How to organize and execute ML and DS code. Learn more about it here.
This may be more relevnat for the team Lead, but it is important to know how github works and how your team can manage its code. Here is a guide on team collaboration with github. You can utilize a team github repository to host team notebooks and other scripts.
Your team will need access to GPUs in order to train deep learning networks. There are a number of ways to access GPUS....
This article does a good job at explaining the typical workflow of a ML/DS project
This first step is where the objective is defined. An understanding of how the machine learning system's solution will ultimately be used is important. This step is also where comparable scenarios and current workarounds to a given problem are discussed, as well as assumptions being contemplated, and the degree of need for human expertise determined.

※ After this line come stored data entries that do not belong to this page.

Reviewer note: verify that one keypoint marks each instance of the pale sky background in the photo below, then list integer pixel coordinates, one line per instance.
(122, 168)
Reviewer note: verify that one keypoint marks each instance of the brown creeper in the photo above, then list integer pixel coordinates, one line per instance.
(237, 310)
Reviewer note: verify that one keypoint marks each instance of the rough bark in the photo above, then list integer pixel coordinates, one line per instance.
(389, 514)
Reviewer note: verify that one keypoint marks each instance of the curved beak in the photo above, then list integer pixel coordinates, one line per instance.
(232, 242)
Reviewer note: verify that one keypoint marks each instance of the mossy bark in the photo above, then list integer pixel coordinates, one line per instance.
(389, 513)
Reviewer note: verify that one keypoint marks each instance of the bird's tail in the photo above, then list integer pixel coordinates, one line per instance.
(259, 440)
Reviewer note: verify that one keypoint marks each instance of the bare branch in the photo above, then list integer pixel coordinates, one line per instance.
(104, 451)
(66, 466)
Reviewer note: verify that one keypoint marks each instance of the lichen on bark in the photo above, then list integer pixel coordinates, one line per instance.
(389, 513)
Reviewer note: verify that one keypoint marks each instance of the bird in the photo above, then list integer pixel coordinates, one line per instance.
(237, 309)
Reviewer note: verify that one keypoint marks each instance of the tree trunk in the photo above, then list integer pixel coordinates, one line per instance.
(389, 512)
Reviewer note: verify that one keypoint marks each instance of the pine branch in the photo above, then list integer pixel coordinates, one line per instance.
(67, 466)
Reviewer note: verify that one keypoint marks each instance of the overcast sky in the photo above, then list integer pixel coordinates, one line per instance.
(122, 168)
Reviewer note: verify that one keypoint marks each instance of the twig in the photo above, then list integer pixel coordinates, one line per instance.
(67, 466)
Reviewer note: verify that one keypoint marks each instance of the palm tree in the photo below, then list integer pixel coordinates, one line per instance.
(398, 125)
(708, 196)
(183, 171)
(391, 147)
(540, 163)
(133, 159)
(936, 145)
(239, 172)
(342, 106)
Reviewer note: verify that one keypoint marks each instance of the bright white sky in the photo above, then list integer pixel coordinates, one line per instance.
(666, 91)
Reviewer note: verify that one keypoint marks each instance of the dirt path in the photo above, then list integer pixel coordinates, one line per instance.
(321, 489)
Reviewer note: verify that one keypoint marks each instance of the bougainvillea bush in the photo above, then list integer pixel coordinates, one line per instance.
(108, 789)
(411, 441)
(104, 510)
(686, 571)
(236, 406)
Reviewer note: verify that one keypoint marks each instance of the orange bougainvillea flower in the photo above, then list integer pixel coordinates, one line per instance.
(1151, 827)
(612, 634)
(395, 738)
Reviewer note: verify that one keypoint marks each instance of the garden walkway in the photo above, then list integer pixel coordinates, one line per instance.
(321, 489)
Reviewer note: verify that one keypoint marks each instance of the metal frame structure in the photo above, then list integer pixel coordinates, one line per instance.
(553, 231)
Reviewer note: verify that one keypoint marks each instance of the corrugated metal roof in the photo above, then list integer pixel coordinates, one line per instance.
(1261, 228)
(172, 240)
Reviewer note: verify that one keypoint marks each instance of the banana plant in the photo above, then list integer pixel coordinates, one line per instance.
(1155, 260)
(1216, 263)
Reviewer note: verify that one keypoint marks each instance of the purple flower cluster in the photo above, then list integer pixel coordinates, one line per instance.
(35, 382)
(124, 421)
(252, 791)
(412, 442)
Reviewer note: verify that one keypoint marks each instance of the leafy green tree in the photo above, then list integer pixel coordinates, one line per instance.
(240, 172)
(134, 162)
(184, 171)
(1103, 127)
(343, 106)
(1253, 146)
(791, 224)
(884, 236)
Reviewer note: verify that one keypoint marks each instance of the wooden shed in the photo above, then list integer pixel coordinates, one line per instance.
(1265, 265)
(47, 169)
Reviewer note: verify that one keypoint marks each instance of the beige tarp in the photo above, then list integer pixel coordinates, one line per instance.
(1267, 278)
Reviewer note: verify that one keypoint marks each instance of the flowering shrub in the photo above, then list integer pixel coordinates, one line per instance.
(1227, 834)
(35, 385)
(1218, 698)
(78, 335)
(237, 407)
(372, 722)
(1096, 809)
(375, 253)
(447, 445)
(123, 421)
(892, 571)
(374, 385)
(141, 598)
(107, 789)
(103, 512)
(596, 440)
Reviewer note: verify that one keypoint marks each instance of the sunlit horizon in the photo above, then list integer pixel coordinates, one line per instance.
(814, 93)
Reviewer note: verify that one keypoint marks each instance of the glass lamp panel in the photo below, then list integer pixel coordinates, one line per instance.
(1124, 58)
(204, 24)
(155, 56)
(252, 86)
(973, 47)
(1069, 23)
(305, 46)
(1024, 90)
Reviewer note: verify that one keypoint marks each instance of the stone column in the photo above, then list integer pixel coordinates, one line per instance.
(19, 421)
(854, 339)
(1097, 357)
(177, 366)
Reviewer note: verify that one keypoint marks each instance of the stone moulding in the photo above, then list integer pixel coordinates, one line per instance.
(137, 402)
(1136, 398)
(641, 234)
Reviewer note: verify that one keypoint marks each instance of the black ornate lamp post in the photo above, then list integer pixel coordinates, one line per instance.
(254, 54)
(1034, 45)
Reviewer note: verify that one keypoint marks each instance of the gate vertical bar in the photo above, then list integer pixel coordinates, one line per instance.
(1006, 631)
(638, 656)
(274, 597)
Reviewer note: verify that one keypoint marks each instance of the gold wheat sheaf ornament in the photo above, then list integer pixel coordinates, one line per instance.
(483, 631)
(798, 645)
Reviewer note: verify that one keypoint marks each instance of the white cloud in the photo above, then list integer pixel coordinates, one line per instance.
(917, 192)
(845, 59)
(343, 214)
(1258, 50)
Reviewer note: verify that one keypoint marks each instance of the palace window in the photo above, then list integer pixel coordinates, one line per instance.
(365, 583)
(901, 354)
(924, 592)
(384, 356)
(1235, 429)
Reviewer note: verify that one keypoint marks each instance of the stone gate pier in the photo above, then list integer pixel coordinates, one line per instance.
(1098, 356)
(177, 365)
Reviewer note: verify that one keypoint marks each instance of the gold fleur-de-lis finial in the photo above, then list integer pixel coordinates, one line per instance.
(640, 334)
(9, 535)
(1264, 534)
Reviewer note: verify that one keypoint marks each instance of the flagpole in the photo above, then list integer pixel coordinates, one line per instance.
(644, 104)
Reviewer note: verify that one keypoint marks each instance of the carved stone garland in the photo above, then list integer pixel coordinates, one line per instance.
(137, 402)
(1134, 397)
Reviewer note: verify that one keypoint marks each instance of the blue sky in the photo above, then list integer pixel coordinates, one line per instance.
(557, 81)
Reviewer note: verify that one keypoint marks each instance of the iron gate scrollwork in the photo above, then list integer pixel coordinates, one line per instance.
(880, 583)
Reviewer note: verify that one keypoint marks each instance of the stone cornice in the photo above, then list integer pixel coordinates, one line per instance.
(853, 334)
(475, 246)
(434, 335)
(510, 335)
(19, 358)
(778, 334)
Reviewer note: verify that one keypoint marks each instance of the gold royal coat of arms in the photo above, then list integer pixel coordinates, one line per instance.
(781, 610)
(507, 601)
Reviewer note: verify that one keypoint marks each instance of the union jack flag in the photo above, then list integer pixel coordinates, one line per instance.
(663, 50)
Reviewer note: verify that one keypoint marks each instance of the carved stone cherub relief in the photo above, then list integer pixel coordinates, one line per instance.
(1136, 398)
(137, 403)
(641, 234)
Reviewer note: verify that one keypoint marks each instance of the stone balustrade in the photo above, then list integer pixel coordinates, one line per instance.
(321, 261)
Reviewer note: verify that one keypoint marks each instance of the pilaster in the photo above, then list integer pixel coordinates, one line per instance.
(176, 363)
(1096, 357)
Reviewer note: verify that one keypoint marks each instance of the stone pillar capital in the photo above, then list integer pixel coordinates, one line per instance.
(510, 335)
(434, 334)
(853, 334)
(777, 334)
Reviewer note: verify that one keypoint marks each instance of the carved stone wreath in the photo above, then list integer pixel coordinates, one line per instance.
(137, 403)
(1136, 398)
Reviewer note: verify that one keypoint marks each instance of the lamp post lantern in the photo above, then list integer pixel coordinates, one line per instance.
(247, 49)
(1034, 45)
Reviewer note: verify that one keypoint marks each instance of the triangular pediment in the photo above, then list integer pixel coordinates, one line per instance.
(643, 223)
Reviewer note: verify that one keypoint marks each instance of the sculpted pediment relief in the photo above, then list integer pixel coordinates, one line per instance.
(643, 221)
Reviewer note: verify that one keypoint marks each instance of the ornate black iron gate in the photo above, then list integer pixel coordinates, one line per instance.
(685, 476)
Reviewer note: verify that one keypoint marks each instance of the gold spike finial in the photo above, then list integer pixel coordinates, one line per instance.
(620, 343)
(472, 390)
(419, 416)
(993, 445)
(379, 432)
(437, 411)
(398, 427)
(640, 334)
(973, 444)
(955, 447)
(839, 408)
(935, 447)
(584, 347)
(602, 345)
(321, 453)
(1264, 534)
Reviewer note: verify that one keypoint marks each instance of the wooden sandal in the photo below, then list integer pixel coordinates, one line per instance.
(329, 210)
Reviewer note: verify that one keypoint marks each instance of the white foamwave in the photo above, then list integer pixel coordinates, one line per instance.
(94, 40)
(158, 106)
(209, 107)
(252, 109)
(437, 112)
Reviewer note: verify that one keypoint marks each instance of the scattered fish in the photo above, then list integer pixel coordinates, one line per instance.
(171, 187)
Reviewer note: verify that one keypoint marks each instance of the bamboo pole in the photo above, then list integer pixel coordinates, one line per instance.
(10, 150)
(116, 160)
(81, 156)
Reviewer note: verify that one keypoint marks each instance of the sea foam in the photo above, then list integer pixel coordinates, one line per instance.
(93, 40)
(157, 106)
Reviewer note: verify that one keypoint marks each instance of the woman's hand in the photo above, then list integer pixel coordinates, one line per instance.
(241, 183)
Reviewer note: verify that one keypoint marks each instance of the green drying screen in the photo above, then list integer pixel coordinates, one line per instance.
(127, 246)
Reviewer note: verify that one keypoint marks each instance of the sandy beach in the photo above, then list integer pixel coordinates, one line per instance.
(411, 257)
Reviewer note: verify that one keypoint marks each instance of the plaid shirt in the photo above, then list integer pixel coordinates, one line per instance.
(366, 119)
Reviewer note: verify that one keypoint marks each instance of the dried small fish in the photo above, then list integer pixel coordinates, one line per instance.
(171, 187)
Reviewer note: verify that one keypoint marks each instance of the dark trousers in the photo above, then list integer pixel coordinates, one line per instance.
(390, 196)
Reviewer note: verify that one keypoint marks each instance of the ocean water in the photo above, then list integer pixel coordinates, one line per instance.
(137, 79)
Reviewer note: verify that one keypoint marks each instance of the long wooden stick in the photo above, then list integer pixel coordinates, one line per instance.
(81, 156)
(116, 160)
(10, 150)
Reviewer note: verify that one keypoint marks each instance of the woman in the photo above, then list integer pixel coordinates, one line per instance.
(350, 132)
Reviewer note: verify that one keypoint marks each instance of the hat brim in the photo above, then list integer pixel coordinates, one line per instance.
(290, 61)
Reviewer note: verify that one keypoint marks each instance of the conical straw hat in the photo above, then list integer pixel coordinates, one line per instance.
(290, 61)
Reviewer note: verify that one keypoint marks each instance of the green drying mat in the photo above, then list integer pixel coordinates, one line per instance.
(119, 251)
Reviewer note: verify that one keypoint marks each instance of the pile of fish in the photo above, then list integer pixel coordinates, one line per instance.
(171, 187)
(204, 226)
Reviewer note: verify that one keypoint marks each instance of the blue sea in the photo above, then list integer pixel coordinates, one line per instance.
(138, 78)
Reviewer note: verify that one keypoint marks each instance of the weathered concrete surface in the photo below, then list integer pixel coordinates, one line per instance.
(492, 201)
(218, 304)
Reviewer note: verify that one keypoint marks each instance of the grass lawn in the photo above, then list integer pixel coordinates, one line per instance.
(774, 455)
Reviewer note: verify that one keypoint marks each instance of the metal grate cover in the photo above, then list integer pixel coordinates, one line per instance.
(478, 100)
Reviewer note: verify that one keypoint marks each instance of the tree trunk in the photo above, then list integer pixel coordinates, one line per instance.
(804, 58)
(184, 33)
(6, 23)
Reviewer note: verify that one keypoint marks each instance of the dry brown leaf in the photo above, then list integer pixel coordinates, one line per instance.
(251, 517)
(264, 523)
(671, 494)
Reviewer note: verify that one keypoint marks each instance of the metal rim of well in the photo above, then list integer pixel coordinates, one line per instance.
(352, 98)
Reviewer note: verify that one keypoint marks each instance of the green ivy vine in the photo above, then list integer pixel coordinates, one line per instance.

Other key technical items to frame in this step include determining which type of machine learning problem (supervised, unsupervised, etc.) applies, and adopting appropriate performance metric(s).
This step is data-centric: determine how much data is needed, what type of data is needed, where to get the data, assess legal obligations surrounding data acquisition... and get the data. Once you have the data, ensure it is appropriately anonymized, make certain you know what type of data it actually is (time series, observations, images, etc.), convert the data to a format you require of it, and create training, validation, and testing sets as warranted.
This step in the checklist is akin to what is often referred to as Exploratory Data Analysis (EDA). The goal is to try and gain insights from the data prior to modeling. Recall that in the first step assumptions about the data were to be identified and explored; this is a good time to more deeply investigate these assumptions. Human experts can be of particular use in this step, answering questions about correlations which may not be obvious to the machine learning practitioner. Studying features and their characteristics is done here, as is general visualization of features and their values (think of how much easier it is, for example, to quickly identify outliers by box plot than by numerical interrogation). Documenting the findings of your exploration for later use is good practice.
Time to apply data transformations you identified as being worthy in the previous step. This step also includes any data cleaning you would perform, as well as both feature selection and engineering. Any feature scaling for value standardization and/or normalization would occur here as well.
Time to model the data, and whittle the initial set of models down to what appear to be the most promising bunch. (This is similar to the first modeling step in Chollet's process: good model → "too good" model, which you can read more about here) Such attempts may involve using samples of the full dataset to facilitate training times for preliminary models, models which should cut across a wide spectrum of categories (trees, neural networks, linear, etc.). Models should be built, measured, and compared to one another, and the types of errors made for each model should be investigated, as should the most significant features for each algorithm used. The best performing models should be shortlisted, which can then be fine-tuned afterwards.